Thriving in Ministry

Thriving in Ministry is made possible by the generous support of the Lilly Endowment Inc.’s Thriving in Ministry programs.

This program invites clergy to discern and align their gifts, talents, energies, and professional identity in their current work in ministry and with their broader vocational trajectory by sharing wisdom among specific clergy cohorts and sharpening leadership skills through multiple forms of mentoring. The design of this program is to provide community, enhance ministry leadership skills, offer space for renewal and strengthen authentic identity.

Program Leadership

  • Dr. Chris Gambill, Director of the Center for Congregational Health
  • Rev.

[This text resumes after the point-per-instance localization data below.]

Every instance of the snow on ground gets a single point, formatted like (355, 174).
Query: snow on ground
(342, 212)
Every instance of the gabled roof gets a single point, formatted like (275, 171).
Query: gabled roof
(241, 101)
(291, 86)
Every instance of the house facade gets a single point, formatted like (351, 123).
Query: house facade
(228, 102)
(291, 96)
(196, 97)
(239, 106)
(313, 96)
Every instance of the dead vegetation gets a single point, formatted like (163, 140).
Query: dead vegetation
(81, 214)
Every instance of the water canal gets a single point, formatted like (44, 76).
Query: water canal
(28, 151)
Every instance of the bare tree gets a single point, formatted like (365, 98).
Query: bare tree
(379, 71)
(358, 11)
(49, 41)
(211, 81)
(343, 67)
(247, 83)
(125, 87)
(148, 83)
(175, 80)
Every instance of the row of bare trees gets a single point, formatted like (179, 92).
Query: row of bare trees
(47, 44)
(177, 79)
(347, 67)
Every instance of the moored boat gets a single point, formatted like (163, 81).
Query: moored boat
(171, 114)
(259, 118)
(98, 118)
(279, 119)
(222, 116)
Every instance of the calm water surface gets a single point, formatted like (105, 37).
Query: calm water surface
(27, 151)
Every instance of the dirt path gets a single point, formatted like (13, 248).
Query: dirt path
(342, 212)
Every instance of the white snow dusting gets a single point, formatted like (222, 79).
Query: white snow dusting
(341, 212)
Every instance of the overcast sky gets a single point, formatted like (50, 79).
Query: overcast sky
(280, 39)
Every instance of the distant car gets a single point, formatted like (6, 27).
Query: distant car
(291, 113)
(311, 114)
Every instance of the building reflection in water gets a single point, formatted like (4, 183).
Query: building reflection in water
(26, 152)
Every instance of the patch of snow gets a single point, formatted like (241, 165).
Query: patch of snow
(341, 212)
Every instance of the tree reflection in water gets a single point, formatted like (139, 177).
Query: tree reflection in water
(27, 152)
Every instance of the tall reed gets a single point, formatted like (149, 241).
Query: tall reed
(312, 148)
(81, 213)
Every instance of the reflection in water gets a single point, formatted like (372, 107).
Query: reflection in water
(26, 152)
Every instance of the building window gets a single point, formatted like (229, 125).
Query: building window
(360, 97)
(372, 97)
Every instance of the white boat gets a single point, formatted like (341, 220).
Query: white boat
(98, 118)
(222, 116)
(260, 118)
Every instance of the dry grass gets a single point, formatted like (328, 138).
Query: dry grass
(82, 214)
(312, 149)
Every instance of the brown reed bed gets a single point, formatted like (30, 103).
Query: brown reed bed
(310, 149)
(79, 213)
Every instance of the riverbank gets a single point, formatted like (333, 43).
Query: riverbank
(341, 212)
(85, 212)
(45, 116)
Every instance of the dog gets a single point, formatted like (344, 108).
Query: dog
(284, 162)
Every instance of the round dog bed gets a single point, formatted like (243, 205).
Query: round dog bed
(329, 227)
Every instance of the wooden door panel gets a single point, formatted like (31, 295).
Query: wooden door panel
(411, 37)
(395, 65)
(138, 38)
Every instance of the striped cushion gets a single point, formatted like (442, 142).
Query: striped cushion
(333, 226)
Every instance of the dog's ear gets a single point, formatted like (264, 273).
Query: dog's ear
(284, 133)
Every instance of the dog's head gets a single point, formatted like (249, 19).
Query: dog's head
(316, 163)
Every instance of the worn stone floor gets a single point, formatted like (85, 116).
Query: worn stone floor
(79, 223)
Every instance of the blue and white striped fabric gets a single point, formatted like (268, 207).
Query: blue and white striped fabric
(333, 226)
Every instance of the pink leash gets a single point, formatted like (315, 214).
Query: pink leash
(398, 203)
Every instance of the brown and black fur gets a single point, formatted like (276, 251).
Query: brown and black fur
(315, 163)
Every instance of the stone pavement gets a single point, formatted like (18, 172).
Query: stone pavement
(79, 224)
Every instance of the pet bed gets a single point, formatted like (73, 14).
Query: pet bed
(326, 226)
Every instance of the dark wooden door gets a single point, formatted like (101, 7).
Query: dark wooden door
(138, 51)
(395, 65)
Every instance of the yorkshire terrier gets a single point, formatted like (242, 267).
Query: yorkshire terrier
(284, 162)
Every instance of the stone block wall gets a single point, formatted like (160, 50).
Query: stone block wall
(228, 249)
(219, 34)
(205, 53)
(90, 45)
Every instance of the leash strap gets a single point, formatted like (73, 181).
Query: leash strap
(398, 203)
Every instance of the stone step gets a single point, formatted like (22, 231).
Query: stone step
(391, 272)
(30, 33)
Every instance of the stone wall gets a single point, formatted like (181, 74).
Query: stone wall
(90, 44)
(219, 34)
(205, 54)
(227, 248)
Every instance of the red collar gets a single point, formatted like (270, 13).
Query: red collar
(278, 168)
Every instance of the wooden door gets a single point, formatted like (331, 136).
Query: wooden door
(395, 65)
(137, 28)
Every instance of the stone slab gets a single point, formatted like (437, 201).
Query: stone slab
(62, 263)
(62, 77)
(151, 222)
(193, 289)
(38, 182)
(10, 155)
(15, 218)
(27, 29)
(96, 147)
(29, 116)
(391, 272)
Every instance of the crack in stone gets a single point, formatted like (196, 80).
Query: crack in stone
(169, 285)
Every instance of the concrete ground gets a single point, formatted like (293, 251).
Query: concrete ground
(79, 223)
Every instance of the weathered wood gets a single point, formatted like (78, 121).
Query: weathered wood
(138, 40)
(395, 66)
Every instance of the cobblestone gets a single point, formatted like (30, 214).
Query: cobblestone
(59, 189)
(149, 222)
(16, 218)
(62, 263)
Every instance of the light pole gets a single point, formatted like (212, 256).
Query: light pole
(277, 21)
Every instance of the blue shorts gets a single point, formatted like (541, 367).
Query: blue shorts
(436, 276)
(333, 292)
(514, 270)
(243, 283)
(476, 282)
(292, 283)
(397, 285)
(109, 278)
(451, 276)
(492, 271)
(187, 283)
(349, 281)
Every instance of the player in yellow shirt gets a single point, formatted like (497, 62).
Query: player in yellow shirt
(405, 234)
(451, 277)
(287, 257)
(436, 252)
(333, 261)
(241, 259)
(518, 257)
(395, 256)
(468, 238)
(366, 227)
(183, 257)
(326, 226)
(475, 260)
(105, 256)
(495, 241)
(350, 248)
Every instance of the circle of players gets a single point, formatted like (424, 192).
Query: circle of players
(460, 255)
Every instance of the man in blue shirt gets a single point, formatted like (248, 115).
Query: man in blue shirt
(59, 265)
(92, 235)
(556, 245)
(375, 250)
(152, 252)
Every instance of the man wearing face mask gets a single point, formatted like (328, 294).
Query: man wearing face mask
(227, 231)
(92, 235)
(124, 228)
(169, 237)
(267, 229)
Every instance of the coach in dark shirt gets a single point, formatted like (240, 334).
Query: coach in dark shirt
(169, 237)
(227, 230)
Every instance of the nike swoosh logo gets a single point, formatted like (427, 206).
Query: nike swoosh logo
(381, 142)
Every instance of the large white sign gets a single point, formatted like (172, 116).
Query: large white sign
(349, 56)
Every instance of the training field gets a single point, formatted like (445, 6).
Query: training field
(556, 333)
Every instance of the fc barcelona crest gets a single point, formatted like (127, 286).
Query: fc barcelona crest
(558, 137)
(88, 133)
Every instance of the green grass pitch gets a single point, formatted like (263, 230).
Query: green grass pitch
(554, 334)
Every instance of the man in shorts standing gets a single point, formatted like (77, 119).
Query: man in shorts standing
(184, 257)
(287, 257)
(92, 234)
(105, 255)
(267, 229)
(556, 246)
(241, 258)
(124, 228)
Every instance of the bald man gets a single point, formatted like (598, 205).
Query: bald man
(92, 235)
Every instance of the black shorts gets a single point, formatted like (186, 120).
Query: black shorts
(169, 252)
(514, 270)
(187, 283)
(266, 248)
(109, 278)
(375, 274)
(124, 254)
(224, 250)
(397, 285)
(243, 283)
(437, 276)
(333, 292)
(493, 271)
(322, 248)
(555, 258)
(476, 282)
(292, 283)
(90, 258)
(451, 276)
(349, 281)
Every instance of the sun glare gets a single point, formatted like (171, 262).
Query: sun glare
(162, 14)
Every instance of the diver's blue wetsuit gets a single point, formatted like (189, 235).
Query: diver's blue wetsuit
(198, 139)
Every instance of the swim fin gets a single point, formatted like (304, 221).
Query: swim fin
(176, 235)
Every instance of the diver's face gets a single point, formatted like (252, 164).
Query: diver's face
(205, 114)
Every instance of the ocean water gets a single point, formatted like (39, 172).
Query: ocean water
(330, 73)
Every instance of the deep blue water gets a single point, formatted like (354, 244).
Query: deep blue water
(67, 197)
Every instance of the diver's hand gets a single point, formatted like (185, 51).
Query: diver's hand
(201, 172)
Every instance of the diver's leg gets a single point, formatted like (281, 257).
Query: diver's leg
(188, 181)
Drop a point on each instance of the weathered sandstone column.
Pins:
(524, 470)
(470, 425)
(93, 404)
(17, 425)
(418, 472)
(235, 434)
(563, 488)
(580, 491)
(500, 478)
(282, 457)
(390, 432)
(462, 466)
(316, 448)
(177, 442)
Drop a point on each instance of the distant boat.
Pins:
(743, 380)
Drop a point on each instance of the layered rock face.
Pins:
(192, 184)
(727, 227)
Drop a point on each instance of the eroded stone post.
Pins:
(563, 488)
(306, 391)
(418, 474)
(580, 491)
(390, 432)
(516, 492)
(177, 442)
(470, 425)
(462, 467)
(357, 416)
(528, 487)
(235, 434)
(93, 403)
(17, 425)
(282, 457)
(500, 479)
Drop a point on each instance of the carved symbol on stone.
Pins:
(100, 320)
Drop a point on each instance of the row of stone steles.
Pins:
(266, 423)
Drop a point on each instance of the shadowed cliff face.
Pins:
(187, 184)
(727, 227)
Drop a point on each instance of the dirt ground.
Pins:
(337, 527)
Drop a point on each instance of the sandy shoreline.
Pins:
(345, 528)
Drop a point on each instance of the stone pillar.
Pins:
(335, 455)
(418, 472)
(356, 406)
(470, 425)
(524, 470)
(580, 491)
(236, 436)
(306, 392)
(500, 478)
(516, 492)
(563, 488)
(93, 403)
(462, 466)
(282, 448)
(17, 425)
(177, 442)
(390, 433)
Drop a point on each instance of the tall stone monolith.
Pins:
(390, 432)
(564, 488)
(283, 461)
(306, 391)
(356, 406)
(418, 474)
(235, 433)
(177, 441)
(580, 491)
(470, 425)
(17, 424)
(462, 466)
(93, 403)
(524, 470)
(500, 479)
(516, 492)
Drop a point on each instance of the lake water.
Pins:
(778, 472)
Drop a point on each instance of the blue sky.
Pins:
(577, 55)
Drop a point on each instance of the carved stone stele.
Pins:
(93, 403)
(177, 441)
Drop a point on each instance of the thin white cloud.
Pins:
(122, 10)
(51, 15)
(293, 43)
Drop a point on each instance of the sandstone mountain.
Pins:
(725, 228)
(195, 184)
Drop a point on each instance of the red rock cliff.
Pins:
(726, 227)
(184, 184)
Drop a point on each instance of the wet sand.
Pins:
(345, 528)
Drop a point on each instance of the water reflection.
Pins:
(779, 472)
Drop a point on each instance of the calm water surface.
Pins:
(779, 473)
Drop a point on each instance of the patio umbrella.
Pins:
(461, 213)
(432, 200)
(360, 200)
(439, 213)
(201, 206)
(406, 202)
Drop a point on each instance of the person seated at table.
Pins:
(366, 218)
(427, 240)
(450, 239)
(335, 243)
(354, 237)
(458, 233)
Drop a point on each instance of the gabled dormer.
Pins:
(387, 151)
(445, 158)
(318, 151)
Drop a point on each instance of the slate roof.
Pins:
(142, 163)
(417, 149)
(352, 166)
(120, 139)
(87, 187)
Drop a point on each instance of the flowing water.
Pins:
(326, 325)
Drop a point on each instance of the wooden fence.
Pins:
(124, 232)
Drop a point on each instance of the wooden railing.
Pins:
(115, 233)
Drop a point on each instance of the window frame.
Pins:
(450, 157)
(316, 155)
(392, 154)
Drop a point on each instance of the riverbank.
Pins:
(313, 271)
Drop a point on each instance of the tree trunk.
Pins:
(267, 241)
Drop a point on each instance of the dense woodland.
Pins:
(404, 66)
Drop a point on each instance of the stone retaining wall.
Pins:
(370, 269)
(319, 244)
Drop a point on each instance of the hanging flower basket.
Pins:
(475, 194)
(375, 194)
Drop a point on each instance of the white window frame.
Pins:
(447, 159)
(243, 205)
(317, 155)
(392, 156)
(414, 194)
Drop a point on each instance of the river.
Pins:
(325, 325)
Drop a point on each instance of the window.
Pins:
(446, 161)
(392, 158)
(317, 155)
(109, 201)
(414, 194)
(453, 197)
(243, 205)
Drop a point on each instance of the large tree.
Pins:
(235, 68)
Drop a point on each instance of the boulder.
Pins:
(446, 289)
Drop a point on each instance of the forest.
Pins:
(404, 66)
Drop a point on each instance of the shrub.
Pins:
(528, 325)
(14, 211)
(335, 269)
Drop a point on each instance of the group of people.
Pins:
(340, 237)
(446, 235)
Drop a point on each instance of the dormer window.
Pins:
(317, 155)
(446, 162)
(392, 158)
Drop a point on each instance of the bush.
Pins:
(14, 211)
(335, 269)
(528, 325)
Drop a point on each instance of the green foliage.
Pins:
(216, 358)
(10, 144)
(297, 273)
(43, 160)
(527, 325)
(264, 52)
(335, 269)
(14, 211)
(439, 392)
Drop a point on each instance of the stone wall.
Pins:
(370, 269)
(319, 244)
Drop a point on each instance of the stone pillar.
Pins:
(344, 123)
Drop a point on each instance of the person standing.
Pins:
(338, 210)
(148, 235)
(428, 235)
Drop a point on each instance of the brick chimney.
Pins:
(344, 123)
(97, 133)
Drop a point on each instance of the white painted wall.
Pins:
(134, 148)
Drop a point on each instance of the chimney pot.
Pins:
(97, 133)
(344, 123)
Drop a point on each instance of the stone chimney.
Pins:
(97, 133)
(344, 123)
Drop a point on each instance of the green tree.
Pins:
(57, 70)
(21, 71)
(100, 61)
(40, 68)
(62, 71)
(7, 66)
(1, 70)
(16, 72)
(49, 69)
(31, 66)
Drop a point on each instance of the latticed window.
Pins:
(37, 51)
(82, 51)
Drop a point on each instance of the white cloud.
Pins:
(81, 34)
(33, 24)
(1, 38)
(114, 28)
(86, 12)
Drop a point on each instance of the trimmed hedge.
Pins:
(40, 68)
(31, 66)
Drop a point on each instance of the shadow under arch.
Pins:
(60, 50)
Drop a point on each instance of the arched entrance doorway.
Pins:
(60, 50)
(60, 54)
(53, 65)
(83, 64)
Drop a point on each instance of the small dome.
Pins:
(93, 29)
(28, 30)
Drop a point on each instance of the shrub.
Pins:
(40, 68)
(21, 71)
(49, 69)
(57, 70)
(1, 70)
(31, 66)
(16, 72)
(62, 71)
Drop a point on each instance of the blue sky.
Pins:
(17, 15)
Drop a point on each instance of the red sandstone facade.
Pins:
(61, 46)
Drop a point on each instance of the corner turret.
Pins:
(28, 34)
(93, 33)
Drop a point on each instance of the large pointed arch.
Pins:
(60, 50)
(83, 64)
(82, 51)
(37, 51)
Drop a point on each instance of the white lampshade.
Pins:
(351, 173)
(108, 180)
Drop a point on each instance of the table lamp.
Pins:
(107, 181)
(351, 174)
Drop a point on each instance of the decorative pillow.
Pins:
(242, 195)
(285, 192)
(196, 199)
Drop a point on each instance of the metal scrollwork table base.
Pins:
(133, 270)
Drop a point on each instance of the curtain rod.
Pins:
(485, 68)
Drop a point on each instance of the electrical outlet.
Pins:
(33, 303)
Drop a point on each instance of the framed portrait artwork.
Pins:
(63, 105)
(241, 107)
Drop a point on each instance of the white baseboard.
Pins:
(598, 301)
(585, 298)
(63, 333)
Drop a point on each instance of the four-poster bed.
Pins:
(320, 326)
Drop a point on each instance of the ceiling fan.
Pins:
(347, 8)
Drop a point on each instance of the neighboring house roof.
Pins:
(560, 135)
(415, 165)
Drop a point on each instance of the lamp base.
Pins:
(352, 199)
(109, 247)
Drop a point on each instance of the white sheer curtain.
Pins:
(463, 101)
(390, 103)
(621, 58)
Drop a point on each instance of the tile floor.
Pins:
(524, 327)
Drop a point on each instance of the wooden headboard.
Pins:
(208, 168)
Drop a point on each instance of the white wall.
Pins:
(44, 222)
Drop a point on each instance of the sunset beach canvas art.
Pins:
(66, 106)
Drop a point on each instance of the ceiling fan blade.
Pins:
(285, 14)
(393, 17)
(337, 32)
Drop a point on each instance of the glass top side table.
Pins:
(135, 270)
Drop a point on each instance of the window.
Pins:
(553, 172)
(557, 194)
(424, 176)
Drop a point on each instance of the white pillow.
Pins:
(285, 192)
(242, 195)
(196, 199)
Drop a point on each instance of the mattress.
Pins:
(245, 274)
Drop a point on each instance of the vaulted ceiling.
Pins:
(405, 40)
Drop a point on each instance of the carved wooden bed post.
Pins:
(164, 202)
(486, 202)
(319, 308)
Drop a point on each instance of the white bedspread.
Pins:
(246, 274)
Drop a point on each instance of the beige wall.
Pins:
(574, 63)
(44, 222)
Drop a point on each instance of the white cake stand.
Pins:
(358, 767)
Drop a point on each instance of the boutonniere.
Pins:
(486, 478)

Beth Kennett, Consulting and Coaching Ministries Coordinator, Center for Congregational Health
  • Natalie Aho, Program Manager for the Baptist Commons, School of Divinity

Goals and Emphasis

  • Meaning Ministry
  • Discernment
  • Vocation
  • Leadership
  • Spiritual Life
  • Mentoring and Coaching

Cohort Size

  • 6 participants per cohort, 30 participants total

The goals of our program are:

  1. To promote meaningful and purposeful ministry by equipping clergy to align their gifts, talents, energies, professional identity, and understanding of vocation with their work, thereby better situating the routine challenges of their profession, including administrative workload, relational demands, and the like;
  2. To invite clergy into an ongoing process of discernment about how their current work in ministry aligns with an awareness of their broader vocational trajectory, and to consider where that trajectory is leading them in future career stages and what it might mean to transition from one career stage to another;
  3. To occasion the sharing of wisdom among clergy cohorts representing a range of career stages, from early to late career, about the work of ministry in particular contexts and settings;
  4. To sharpen a range of leadership skills that promote everyday happiness, resilience, self-integrity, and thriving in ministry, including leadership style assessment and development, leadership in conflict and across lines of difference, asset-based leadership practices, and practices of boundary-making and boundary-keeping, among others;
  5. To strengthen the spiritual life of clergy through an exploration of the spirituality of the Enneagram; approaches to prayer and meditation, and embodied spirituality, among others;
  6. To deepen work on the above goals through multiple forms of mentoring consistent with Bloom’s findings on healthy mentoring relationships, including intergenerational peer mentoring and professional coaching, as well as multiple approaches to peer group processing, together offering a variety of what Bloom calls “backstage” and “offstage” opportunities for pastoral formation; and
  7. To provide opportunities for what Bloom calls “recovery experiences,” i.e., spaces for recreation and constructive detachment from the rigor and routine of ministry work.

PROGRAM GOALS AND EMPHASES BASED ON A 2017 STUDY ON FLOURISHING IN MINISTRY: CLERGY, MINISTRY LIFE AND WELLBEING COMPLETED BY MATT BLOOM OF THE UNIVERSITY OF NOTRE DAME, AS WELL AS STAGES IN MINISTRY BY BLOOM.